Perform Gaussian Elimination for the first column. We can update the elements of the L and U matrices as follows. From \(A_{11} = 1*u_{1,1}\), we get \(u_{1,1} = 1\). Next, we find the elements of the first column of the L matrix. For \(A_{21} = 2 = l_{2,1}*u_{1,1}\), we have \(l_{2,1} = 2\). For \(A_{31} = -3 = l_{3,1}*u_{1,1}\), we have \(l_{3,1} = -3\).
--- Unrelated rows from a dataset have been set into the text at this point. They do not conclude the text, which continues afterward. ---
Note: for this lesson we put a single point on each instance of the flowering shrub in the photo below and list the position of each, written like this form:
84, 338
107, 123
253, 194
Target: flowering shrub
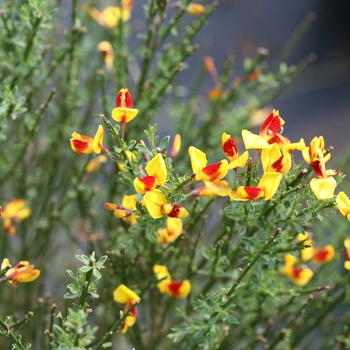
213, 233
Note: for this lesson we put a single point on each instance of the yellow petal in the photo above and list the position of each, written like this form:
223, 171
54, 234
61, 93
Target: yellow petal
198, 159
124, 114
123, 295
219, 187
343, 203
154, 201
323, 188
98, 139
240, 162
253, 141
156, 167
269, 184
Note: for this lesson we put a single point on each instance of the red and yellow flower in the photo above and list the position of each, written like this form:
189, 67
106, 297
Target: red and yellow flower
172, 231
230, 150
324, 186
15, 210
347, 253
22, 272
266, 188
111, 15
96, 163
298, 274
106, 48
167, 286
315, 255
157, 206
157, 175
268, 130
204, 172
124, 113
273, 160
176, 146
343, 204
85, 144
311, 152
124, 295
195, 9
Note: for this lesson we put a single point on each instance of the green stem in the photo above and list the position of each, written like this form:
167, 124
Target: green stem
109, 334
251, 263
16, 340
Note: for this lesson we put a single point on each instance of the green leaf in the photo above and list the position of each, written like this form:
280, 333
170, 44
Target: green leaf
84, 259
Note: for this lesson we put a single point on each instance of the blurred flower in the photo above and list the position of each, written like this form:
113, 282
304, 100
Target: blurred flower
285, 145
157, 175
268, 130
274, 161
84, 144
131, 156
167, 286
210, 67
212, 189
311, 152
195, 9
204, 172
231, 152
106, 48
110, 16
176, 146
157, 206
343, 204
96, 163
172, 231
299, 275
347, 253
22, 272
124, 113
15, 210
124, 295
324, 186
306, 254
266, 188
124, 211
213, 94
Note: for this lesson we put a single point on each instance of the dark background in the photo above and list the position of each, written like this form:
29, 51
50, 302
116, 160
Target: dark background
318, 102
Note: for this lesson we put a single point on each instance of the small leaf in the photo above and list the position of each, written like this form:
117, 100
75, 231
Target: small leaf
84, 259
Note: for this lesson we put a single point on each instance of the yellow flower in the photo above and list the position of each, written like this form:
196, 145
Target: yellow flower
124, 113
231, 152
124, 295
311, 152
195, 9
84, 144
96, 163
300, 276
106, 48
167, 286
23, 272
274, 161
172, 231
324, 186
343, 204
157, 206
157, 175
175, 148
110, 16
15, 210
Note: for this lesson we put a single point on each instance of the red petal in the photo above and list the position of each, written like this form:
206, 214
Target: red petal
230, 148
252, 192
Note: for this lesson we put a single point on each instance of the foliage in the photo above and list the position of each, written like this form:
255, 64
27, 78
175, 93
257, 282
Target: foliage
230, 264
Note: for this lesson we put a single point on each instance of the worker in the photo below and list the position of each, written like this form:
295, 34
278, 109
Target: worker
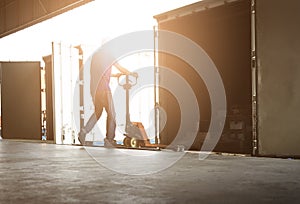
100, 73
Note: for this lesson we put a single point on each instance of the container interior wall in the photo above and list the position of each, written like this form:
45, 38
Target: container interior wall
21, 100
278, 49
224, 33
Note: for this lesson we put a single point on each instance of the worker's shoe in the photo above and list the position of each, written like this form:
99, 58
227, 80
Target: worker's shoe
110, 143
81, 136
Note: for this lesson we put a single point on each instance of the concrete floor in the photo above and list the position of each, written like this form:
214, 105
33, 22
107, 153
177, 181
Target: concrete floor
47, 173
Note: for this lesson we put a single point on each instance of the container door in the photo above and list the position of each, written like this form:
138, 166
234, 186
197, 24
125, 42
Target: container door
21, 100
278, 91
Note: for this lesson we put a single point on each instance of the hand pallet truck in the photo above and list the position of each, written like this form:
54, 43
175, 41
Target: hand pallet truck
135, 134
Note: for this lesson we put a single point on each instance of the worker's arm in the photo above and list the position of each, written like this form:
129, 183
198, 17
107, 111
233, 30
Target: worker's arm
122, 69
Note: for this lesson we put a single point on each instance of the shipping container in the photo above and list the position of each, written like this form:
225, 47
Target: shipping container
21, 100
254, 45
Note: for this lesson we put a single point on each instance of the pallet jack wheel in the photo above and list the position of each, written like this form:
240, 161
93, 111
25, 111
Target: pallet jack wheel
134, 143
127, 142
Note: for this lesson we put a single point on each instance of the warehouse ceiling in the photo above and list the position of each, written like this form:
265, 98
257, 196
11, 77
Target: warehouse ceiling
16, 15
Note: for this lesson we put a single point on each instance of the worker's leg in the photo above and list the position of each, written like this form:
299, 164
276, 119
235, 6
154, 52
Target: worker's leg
98, 103
111, 117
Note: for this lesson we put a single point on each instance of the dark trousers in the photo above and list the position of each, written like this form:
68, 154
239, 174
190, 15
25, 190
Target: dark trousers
103, 100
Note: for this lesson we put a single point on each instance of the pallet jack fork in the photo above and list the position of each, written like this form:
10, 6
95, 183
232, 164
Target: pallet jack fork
135, 134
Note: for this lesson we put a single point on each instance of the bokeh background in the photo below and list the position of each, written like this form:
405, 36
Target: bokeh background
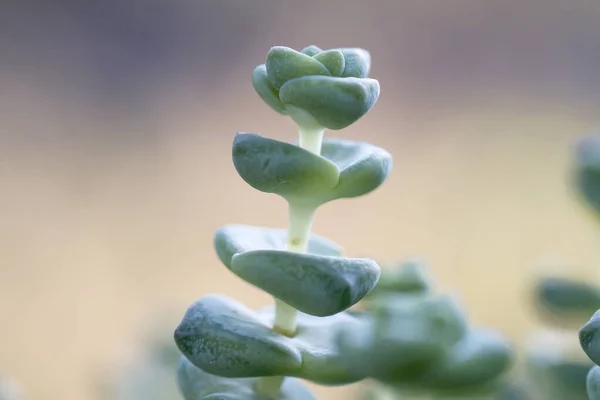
116, 121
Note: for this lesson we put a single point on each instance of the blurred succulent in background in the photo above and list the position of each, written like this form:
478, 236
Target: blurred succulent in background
232, 352
416, 343
149, 377
586, 173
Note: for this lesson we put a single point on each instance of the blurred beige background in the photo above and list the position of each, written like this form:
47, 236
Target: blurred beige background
116, 121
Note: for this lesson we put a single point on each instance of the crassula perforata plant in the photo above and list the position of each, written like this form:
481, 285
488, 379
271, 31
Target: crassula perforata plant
232, 352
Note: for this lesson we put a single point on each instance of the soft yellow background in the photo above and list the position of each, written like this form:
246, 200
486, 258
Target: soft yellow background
106, 219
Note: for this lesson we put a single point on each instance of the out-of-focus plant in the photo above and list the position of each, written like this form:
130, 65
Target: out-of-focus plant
586, 174
149, 377
417, 343
555, 368
232, 352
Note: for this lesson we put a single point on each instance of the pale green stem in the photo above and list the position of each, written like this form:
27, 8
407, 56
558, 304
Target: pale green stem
269, 386
311, 139
300, 222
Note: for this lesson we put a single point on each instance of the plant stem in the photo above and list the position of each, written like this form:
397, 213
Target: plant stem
269, 386
301, 218
300, 222
311, 139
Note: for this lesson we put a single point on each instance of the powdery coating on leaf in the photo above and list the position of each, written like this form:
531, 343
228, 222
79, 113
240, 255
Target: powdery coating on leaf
195, 384
311, 354
334, 103
345, 168
236, 238
316, 285
291, 83
221, 337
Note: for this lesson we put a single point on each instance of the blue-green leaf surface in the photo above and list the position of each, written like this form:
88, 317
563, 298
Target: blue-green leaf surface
196, 384
345, 169
225, 338
316, 284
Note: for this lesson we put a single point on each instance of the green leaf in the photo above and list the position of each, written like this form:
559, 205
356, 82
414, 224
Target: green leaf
358, 62
345, 168
589, 338
363, 167
265, 89
316, 285
311, 50
565, 296
277, 167
195, 384
321, 283
235, 238
481, 357
224, 338
284, 64
405, 338
593, 383
408, 277
334, 103
333, 60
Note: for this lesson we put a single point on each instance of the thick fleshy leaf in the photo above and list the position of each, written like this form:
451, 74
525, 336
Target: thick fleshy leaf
195, 384
225, 338
593, 383
265, 89
345, 168
565, 296
358, 62
316, 285
222, 337
236, 239
272, 166
405, 338
589, 338
481, 357
333, 60
319, 282
311, 50
284, 64
334, 103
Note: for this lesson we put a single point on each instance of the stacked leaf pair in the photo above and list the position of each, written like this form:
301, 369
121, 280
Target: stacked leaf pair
417, 342
587, 181
232, 352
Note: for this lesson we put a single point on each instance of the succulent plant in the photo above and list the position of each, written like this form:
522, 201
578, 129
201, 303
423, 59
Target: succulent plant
418, 343
232, 352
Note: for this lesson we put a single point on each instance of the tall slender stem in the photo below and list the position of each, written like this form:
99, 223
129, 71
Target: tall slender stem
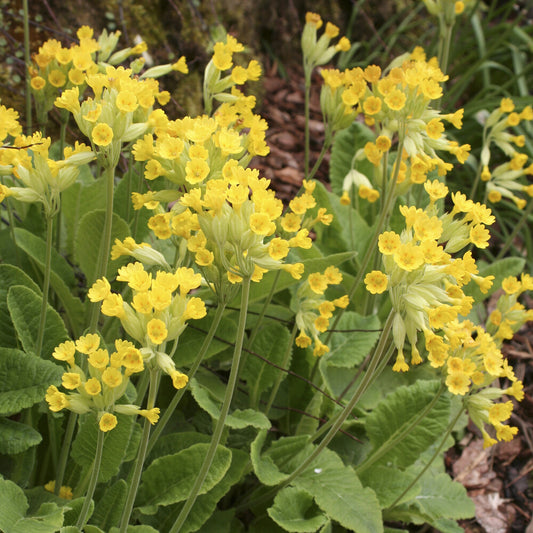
380, 452
436, 453
27, 94
65, 447
192, 371
335, 424
105, 243
93, 481
141, 454
217, 434
46, 284
372, 245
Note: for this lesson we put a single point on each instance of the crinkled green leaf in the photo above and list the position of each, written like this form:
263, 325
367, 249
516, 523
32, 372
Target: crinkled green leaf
389, 483
24, 379
394, 415
272, 343
74, 310
13, 509
25, 309
116, 442
294, 510
339, 493
88, 239
169, 479
16, 437
11, 275
108, 510
238, 419
345, 145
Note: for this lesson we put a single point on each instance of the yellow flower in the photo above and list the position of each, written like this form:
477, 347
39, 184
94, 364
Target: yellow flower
156, 330
376, 282
102, 134
108, 421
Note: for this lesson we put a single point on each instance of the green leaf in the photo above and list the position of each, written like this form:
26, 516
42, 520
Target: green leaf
508, 266
394, 416
264, 467
345, 145
11, 275
339, 493
294, 510
272, 343
108, 510
389, 483
444, 498
116, 442
192, 339
25, 309
24, 379
16, 437
206, 504
238, 419
76, 201
48, 519
349, 349
34, 248
160, 488
89, 237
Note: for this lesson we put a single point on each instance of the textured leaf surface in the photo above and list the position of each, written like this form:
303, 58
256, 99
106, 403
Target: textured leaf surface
339, 493
115, 444
11, 275
89, 237
25, 309
271, 342
238, 419
397, 411
24, 379
294, 510
169, 479
16, 437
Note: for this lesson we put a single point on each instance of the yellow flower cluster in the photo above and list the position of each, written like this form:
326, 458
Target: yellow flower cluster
504, 180
319, 51
43, 178
313, 311
424, 280
106, 381
160, 308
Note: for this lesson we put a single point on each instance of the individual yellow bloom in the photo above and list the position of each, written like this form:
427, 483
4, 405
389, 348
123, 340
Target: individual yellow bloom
37, 83
88, 344
408, 256
195, 309
108, 421
388, 242
372, 105
112, 377
156, 330
100, 290
458, 383
102, 134
92, 387
179, 380
65, 352
57, 78
395, 100
376, 282
56, 400
511, 285
99, 359
71, 380
318, 282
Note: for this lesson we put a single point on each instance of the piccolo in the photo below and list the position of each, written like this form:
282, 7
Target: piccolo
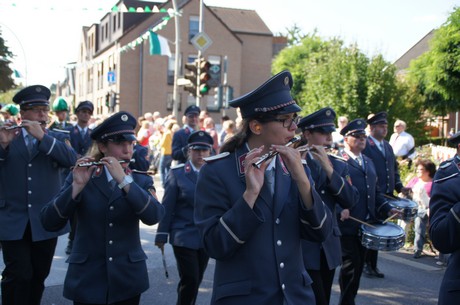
20, 126
13, 127
97, 163
271, 154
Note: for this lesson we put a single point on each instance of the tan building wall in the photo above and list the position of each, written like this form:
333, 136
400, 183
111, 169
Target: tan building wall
142, 79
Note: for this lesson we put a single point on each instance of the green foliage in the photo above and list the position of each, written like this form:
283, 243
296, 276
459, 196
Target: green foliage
6, 81
436, 73
327, 73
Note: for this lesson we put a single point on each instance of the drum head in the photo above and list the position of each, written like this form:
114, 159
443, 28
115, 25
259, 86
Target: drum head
384, 230
384, 237
403, 203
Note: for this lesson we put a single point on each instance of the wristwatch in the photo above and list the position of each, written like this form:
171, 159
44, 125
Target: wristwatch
126, 180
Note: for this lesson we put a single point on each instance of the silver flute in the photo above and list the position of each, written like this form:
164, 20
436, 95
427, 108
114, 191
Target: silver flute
88, 164
20, 126
271, 154
13, 127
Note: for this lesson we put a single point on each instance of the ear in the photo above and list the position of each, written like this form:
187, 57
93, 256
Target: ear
255, 127
102, 147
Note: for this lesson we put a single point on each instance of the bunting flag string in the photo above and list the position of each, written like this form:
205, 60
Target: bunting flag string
131, 45
121, 8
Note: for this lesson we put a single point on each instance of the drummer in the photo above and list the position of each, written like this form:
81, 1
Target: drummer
370, 206
333, 183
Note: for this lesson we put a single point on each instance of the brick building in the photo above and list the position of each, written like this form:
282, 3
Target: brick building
109, 71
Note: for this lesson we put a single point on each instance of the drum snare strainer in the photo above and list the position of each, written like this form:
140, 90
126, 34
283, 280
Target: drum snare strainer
384, 237
408, 207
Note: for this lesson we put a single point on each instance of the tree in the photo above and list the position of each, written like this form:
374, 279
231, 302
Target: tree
326, 73
6, 80
436, 73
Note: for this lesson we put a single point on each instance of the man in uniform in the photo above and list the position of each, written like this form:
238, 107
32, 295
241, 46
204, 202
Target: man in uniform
381, 153
445, 222
333, 184
180, 137
80, 139
80, 134
371, 205
27, 156
60, 109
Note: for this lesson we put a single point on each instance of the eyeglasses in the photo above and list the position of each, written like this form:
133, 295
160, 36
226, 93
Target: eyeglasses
359, 136
37, 109
287, 122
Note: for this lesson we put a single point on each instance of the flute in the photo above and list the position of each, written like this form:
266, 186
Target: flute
97, 163
13, 127
271, 154
20, 126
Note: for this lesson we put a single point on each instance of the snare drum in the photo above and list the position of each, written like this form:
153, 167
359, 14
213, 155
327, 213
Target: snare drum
408, 207
384, 237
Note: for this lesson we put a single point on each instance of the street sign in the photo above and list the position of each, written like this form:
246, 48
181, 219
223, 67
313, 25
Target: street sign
183, 82
111, 77
201, 41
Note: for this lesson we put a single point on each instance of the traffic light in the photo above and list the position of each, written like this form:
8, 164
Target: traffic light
191, 67
219, 96
107, 99
204, 78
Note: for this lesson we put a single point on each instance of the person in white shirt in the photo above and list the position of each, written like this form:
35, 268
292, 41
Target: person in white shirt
402, 142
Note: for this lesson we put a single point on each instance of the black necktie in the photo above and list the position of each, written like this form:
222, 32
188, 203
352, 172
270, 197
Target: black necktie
30, 144
270, 180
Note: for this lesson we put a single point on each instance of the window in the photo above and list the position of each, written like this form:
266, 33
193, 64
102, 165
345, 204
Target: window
193, 27
169, 102
171, 66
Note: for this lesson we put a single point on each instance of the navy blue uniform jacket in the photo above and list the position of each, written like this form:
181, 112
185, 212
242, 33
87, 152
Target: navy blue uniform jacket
257, 251
336, 191
179, 202
107, 263
445, 226
372, 205
386, 166
29, 182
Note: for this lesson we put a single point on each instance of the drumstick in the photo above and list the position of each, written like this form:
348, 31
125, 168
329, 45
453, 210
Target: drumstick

Now let's use the Gaussian Elimination for the second column: Subtract 2 times the first row from the second row to get the second row of A, $$\begin{bmatrix} 1 & 1 & 1 \\ 0 & 2 & -1\\ -3 & 1 & -2 \end{bmatrix}$$ Subtract -3 times the first row from the third row to get the third row of A, $$\begin{bmatrix} 1 & 1 & 1 \\ 0 & 2 & -1\\ 0 & 4 & -1 \end{bmatrix}$$ Now, using the updated values of A, we can find the elements of the L and U matrices: For \(A_{22} = 2 = l_{2,1}*u_{1,2} +u_{2,2}\), we have \(u_{2,2} = 2 -2*1 = 0\). Similarly, for \(A_{32} = 4\), we get \(l_{3,2} = (4 +(-3*1)) /0 = 1\). (Note: We divide by \(u_{2,2} = 0\) here) Finally, for \(A_{33} = -1\), we have \(u_{3,3} = -1 -(2*-1) = -1 + 2 = 1\). So, the matrices L and U are now given as: $$L = \left(\begin{array}{ccc} 1 & 0 & 0 \\\ 2 & 1 & 0 \\\ -3 & 1 & 1 \end{array}\right)$$ and $$U = \left(\begin{array}{ccc} 1 & 1 & 1 \\\ 0 & 0 & -1 \\\ 0 & 0 &1 \end{array}\right)$$.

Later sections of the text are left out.